On areas of rational right triangles

In number theory, Tunnell's theorem gives a partial resolution to the congruent number problem, and under the Birch and Swinnerton-Dyer conjecture, a full resolution.

==Congruent number problem==

The congruent number problem asks which positive integers can be the area of a right triangle with all three sides rational.
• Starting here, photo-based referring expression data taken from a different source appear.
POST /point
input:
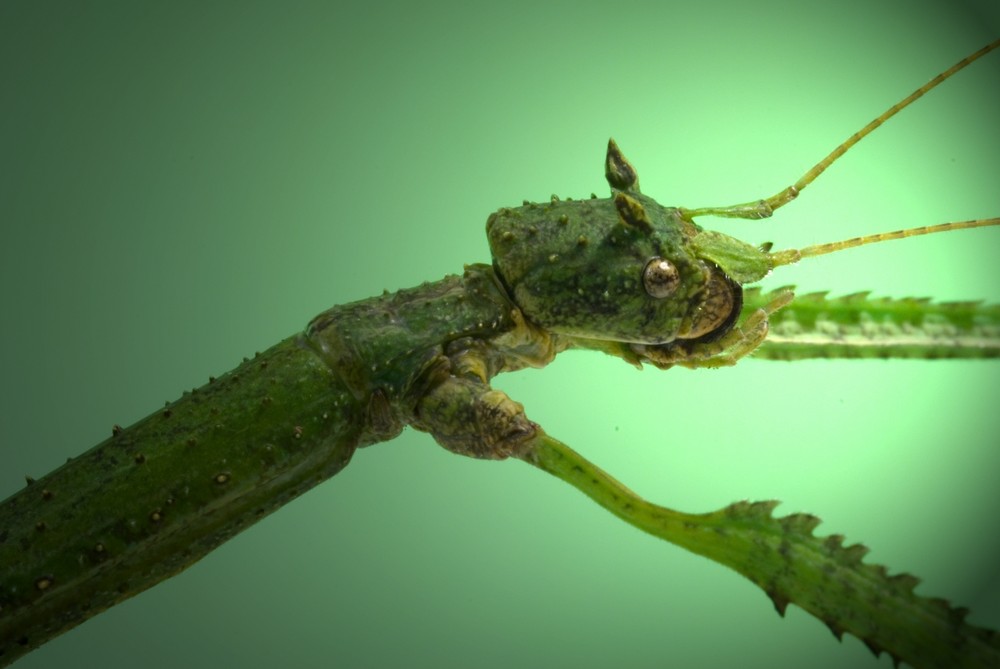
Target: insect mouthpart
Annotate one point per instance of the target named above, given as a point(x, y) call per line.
point(720, 303)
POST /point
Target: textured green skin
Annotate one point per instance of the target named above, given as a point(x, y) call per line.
point(155, 497)
point(784, 558)
point(859, 326)
point(159, 495)
point(553, 248)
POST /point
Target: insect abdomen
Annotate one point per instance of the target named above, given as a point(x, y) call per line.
point(157, 496)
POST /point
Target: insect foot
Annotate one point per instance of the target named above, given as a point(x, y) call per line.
point(468, 417)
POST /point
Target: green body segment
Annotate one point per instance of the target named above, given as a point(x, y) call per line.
point(859, 326)
point(157, 496)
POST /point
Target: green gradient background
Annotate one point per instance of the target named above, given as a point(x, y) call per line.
point(183, 185)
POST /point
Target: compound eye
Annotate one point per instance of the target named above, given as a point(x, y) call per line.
point(660, 278)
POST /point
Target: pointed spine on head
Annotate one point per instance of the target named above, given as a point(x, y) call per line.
point(632, 214)
point(618, 171)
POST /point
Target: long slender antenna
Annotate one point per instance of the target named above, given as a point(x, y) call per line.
point(790, 256)
point(766, 207)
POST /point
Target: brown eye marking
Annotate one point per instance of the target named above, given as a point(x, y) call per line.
point(660, 278)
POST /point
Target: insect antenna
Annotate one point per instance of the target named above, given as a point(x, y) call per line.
point(790, 256)
point(764, 208)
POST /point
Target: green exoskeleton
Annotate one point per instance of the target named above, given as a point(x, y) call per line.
point(622, 275)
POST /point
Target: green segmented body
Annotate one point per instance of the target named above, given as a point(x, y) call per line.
point(158, 495)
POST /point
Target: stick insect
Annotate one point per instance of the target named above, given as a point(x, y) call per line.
point(621, 275)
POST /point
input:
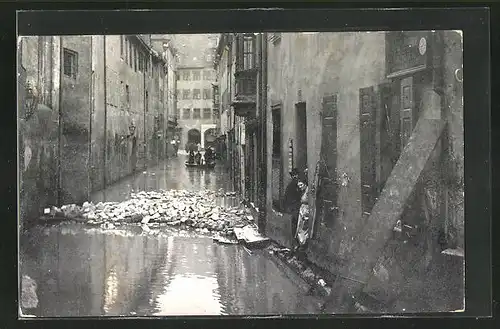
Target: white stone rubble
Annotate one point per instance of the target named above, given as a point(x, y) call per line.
point(195, 209)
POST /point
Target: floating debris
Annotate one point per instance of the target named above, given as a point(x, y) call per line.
point(194, 209)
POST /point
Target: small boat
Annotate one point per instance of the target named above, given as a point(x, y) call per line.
point(209, 165)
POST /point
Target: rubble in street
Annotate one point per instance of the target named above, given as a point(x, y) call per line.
point(177, 208)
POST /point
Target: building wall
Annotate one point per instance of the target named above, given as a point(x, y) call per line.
point(94, 133)
point(192, 123)
point(318, 65)
point(305, 67)
point(38, 133)
point(75, 115)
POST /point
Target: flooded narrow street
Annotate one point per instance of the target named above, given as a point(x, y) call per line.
point(82, 271)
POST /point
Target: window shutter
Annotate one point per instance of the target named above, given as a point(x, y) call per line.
point(368, 148)
point(239, 52)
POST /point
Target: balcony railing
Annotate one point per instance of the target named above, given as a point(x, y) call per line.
point(246, 93)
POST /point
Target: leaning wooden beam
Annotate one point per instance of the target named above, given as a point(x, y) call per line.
point(369, 244)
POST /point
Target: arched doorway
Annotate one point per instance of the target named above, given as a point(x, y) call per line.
point(210, 136)
point(194, 137)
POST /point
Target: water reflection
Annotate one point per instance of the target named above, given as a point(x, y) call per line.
point(83, 272)
point(171, 174)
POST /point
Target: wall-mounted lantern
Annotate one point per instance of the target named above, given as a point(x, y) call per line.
point(131, 129)
point(30, 100)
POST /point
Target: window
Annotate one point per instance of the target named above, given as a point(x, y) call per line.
point(196, 75)
point(121, 46)
point(207, 113)
point(126, 49)
point(275, 38)
point(70, 63)
point(129, 53)
point(207, 94)
point(248, 52)
point(136, 59)
point(207, 75)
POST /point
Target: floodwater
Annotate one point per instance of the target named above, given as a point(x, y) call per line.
point(133, 271)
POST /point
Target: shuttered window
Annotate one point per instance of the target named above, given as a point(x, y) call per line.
point(327, 191)
point(368, 148)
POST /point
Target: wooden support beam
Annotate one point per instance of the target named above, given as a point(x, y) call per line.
point(369, 243)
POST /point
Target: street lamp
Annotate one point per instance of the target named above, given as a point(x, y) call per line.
point(131, 129)
point(30, 100)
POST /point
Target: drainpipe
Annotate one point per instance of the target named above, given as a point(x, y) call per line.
point(263, 131)
point(59, 147)
point(91, 110)
point(145, 107)
point(105, 149)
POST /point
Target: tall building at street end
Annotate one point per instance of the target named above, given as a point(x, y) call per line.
point(91, 110)
point(195, 79)
point(376, 118)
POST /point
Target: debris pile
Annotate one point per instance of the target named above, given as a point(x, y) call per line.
point(195, 209)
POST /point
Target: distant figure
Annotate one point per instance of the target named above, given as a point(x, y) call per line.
point(302, 233)
point(209, 155)
point(197, 158)
point(174, 146)
point(292, 202)
point(191, 157)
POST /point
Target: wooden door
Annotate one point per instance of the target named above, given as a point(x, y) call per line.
point(301, 137)
point(407, 108)
point(367, 115)
point(389, 130)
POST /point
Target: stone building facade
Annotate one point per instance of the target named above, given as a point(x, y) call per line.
point(377, 119)
point(195, 104)
point(99, 112)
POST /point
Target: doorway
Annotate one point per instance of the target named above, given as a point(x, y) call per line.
point(301, 137)
point(194, 137)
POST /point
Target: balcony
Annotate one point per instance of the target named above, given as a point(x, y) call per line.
point(172, 121)
point(246, 93)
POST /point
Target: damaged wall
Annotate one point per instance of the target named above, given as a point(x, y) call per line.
point(97, 118)
point(38, 130)
point(75, 124)
point(305, 67)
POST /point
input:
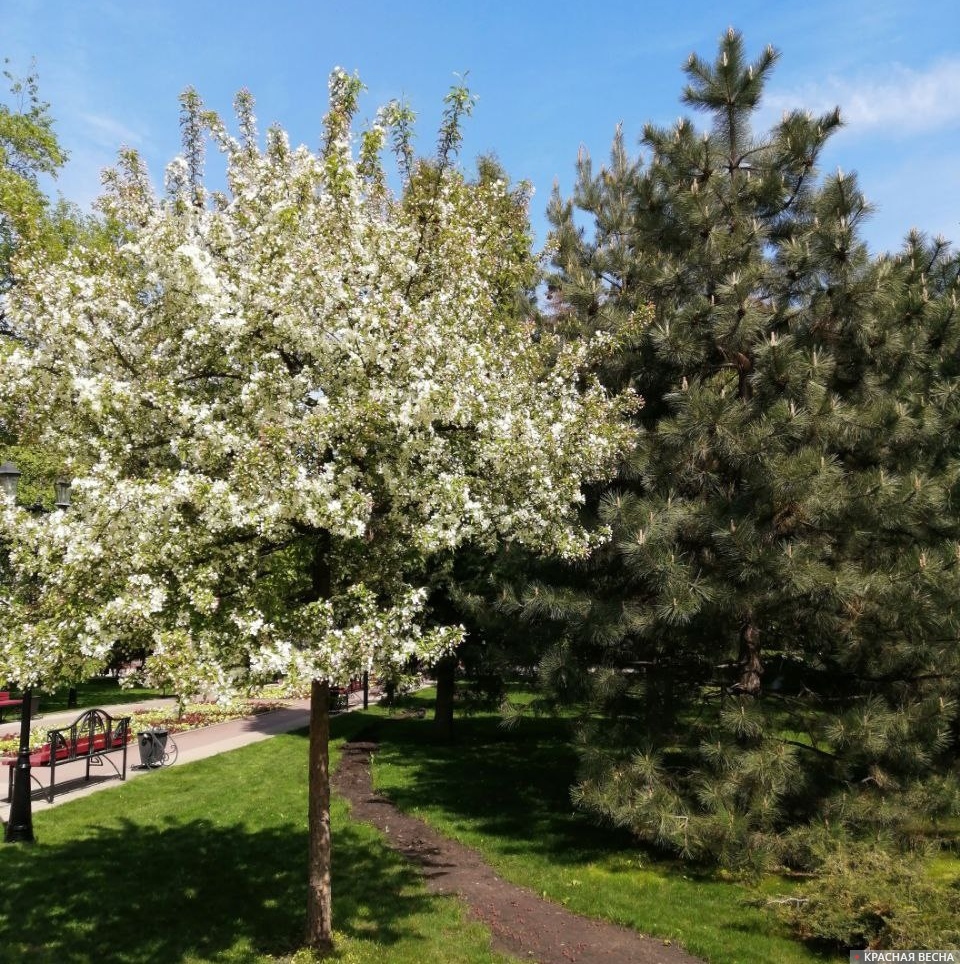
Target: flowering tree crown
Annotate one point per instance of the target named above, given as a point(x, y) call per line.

Tunnell's theorem relates this to the number of integral solutions of a few fairly simple Diophantine equations.

==Theorem==
For a given square-free integer n, define

$$\begin{align}
A_n & = \#\{ (x,y,z) \in \mathbb{Z}^3 \mid n = 2x^2 + y^2 + 32z^2 \}, \\
B_n & = \#\{ (x,y,z) \in \mathbb{Z}^3 \mid n = 2x^2 + y^2 + 8z^2 \}, \\
C_n & = \#\{ (x,y,z) \in \mathbb{Z}^3 \mid n = 8x^2 + 2y^2 + 64z^2 \}, \\
D_n & = \#\{ (x,y,z) \in \mathbb{Z}^3 \mid n = 8x^2 + 2y^2 + 16z^2 \}.
\end{align}$$

Tunnell's theorem states that supposing n is a congruent number, if n is odd then 2A_{n} = B_{n} and if n is even then 2C_{n} = D_{n}. Conversely, if the Birch and Swinnerton-Dyer conjecture holds true for elliptic curves of the form $y^2 = x^3 - n^2x$, these equalities are sufficient to conclude that n is a congruent number.

==History==
The theorem is named for Jerrold B. Tunnell, a number theorist at Rutgers University, who proved it in Tunnell (1983).

==Importance==
The importance of Tunnell's theorem is that the criterion it gives is testable by a finite calculation. For instance, for a given $n$, the numbers $A_n,B_n,C_n,D_n$ can be calculated by exhaustively searching through $x,y,z$ in the range $-\sqrt{n},\ldots,\sqrt{n}$.